Secara empirik sekolah-sekolah di luar negeri yang
dapat "menarik" siswa asing pada umumnya juga memungut biaya mahal.
Sebagai misal di Melbourne,Victoria, Australia
setidak-tidaknya ada dua sekolah yang bonafide; yaitu Methodist Ladies College
(MLC) dan The Westbourne School (WS). Untuk menjadi siswa MLC, primary atau
secondary, setiap tahunnya harus menyediakan dana paling tidak A$ 10.000 atau
sekitar 16,5 juta rupiah.
Meski demikian sekolah ini tetap "laris"
karena terbukti banyak orang tua yang berminat; sekarang ada 2.800-an siswa
MLC. Kondisi WS juga sama dengan MLC. Sekolah-sekolah serupa di negara lain
demikian pula keadaannya; misalnya saja Sri Kuning dan KTJ di Kuala Lumpur
Malaysia, Showa Woman School di Tokyo Jepang, Hsin Shing Technical and
Commercial High School (HSTCHS) di Taoyuan Taiwan, dan sebagainya.
Tetapi bagaimana dengan konsep horizontalitas
pendidikan yang dipesankan Bapak Pendidikan kita, Ki Hadjar Dewantara? Dalam
hal ini Ki Hadjar menyatakan bahwa sekolah itu merupakan pengabdian untuk
rakyat banyak sehingga pelayanan untuk rakyat banyak harus didahulukan tanpa
dengan mengorbankan kualitas.
Kalau saja sekolah-sekolah mahal tersebut dapat
mengalokasikan 10%-25% kursi belajarnya dengan biaya murah bagi putra-putra
kita yang berasal dari kelompok masyarakat berekonomi menengah dan rendah
kiranya akan berkuranglah polemik tentang kehadiran sekolah-sekolah mahal
tersebut.
Lebih dari pada itu konsep horizontalitas pendidikan
tersebut juga lebih bisa direalisasi tanpa harus mengorbankan mutu. Sistem
pengalokasian ini kiranya juga bisa mengeliminasi, atau setidaknya bisa
mengurangi kekhawatiran atas aspek sosialisasi para lulusannya nanti.[2]
2. Sekolah Unggulan.
Dalam Kamus Besar Bahasa Indonesia dijelaskan bahwa
yang dimaksud dengan unggul adalah lebih tinggi, pandai, kuat, dan sebagainya
daripada yang lain; terbaik; terutama. Sedangkan Keunggulan artinya keadaan
unggul; kecakapan, kebaikan dan sebagainya yang lebih dari pada yang lain.[3]

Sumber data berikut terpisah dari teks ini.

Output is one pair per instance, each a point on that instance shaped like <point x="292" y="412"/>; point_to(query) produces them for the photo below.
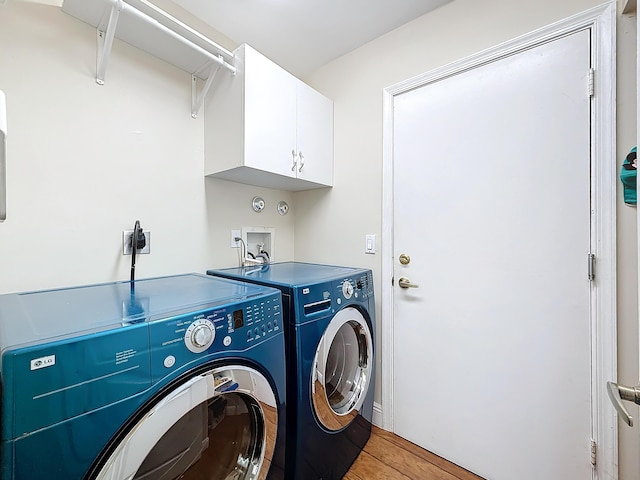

Secara terminologis sekolah unggul dalam perspektif
Kementerian Pendidikan Nasional adalah sekolah yang dikembangkan untuk mencapai
keunggulan dalam keluaran (output) pendidikannya. Untuk mencapai keunggulan
tersebut maka masukan (input), proses pendidikan, guru dan tenaga kependidikan,
manajemen, layanan pendidikan, serta sarana penunjangnya harus diarahkan untuk
menunjang tercapainya tujuan tersebut.[4]
Dengan demikian Sekolah unggulan dapat didefinisikan
Sekolah yang dikembangkan dan dikelola sebaik-baiknya dengan mengarahkan semua
komponennya untuk mencapai hasil lulusan yang lebih baik dan cakap daripada
lulusan sekolah lainnya.
Sebutan sekolah unggulan itu sendiri kurang tepat.
Kata “unggul” menyiratkan adanya superioritas dibanding dengan yang
lain. Kata ini menunjukkan adanya “kesombongan” intelektual yang sengaja
ditanamkan di lingkungan sekolah. Di negara-negara maju, untuk menunjukkan
sekolah yang baik tidak menggunakan kata unggul (excellent) melainkan effective,
develop, accelerate, dan essential.[5]
Kelahiran sekolah unggulan pada dasarnya tidak
terlepas dari upaya peningkatan dan pengembangan kualitas SDM, terutama
menyongsong pembangunan jangka panjang. Salah satu tujuannya adalah menjaring
sekaligus mengembangkan kader bangsa yang baik dalam artian memiliki kelebihan
dari berbagai aspek dibandingkan dengan kader-kader bangsa pada umumnya sehingga ia
mampu mengantisipasi dan menjawab berbagai tantangan zaman.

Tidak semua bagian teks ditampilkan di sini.